Labor migration has not only positive but also negative sides. Many Kyrgyz migrants fell into slavery in Kazakhstan, the Worldwide Movement for Human Rights reported. Because of their undocumented legal status in Kazakhstan, migrants are often exploited by employers and intermediaries, who force migrants to work without payment, withhold the migrants’ passports, and restrict their freedom of movement and medical access, the report says.

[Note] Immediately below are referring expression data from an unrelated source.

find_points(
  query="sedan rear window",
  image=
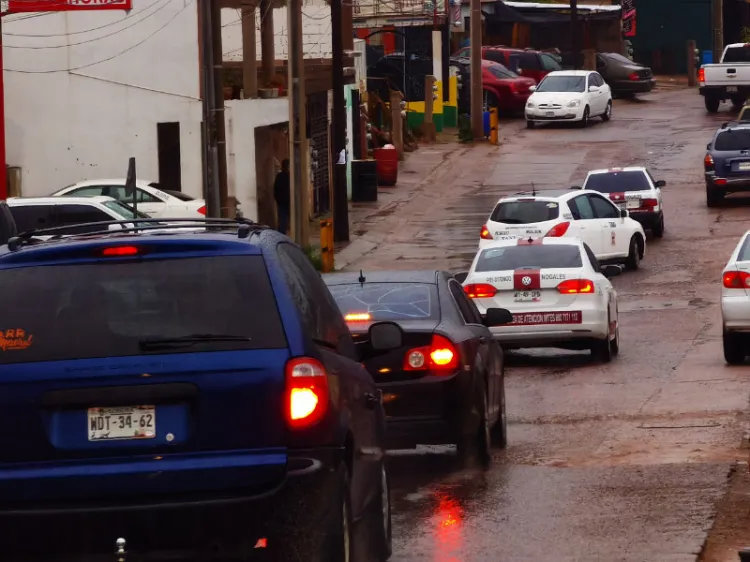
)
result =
(80, 311)
(556, 256)
(386, 301)
(618, 182)
(525, 212)
(732, 141)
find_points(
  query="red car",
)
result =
(526, 62)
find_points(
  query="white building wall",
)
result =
(85, 90)
(316, 31)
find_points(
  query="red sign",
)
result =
(17, 6)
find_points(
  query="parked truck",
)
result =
(729, 79)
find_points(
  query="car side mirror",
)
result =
(385, 336)
(611, 271)
(497, 317)
(461, 276)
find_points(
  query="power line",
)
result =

“The inability of labor migrants to obtain an official status in the host country often leaves them at the mercy of their traffickers and employers, who often treat them, including women and children, as slaves,” said Tolekan Ismailova, President of Bir Duino Kyrgyzstan human rights movement.
Given the spread of corruption, labor migrants usually seek help from non-governmental organizations but not from the law enforcement bodies.
The cases of human trafficking and slavery involving labor migrants are well known to the authorities and NGOs but no effective efforts have been taken to protect Kyrgyz labor migrants, Ismailova concluded. By ratifying the ILO conventions, Kazakhstan agreed to guarantee certain labor rights for workers, including labor migrants.
According to the Migration Service of Kyrgyzstan, 175 people were freed from slavery in Kazakhstan last year.
Divorces and child abuse
Labor migration causes family divorces, child abuse, and early marriages among girls, local NGOs reported.
Migrants often enter second families in the host states. Studies conducted by NGOs show that the number of divorces in families of migrants has increased by an average of 12% over the last year. Migrants’ children abandoned by parents have to live with their relatives. The survey found many examples of cruel treatment of children mainly from close people.
There are many early and forced marriages in such families because relatives force girls to marry to quickly get rid of caring for them.
The migration rate is particularly high in the south of the country. For instance, 38% of residents in the Batken oblast are on earnings outside the region, and many children are raised without parents there.
The study also showed the irrational use of money coming from labor migrants. Instead of investing in the education of children, improving living conditions, people spend money on wasteful weddings and other events. This suggests that it is necessary to increase the financial literacy of the population.
Human rights activists suggested introducing extra-class hours for migration in schools, because many migrants leave for work without knowing the laws and their rights. As a result, employers often deceive them.
At these lessons, high school students need to learn how to enter into employment contracts and not to violate the legislation of the host state.
The European Union and UNICEF have launched a new program to protect children affected by migration in the countries of South-East, South and Central Asia. Over the next three years, assistance will be provided to children affected by migration, including migrant children. The European Union allocated 800,000 euros for the implementation of the project.
According to UNICEF, more than 11% of children in Kyrgyzstan (about 259,000 people) are left behind, with one or both parents living abroad. The absence of parents can lead to a range of psychological and social difficulties.
“Children affected by migration are too often pushed to the margins of society. They face difficulties accessing essential services and are vulnerable to violence, exploitation and abuse. UNICEF thanks the European Union for this generous contribution, which will better protect children who have been left behind in Kyrgyzstan,” said Yukie Mokuo, UNICEF Representative in Kyrgyzstan.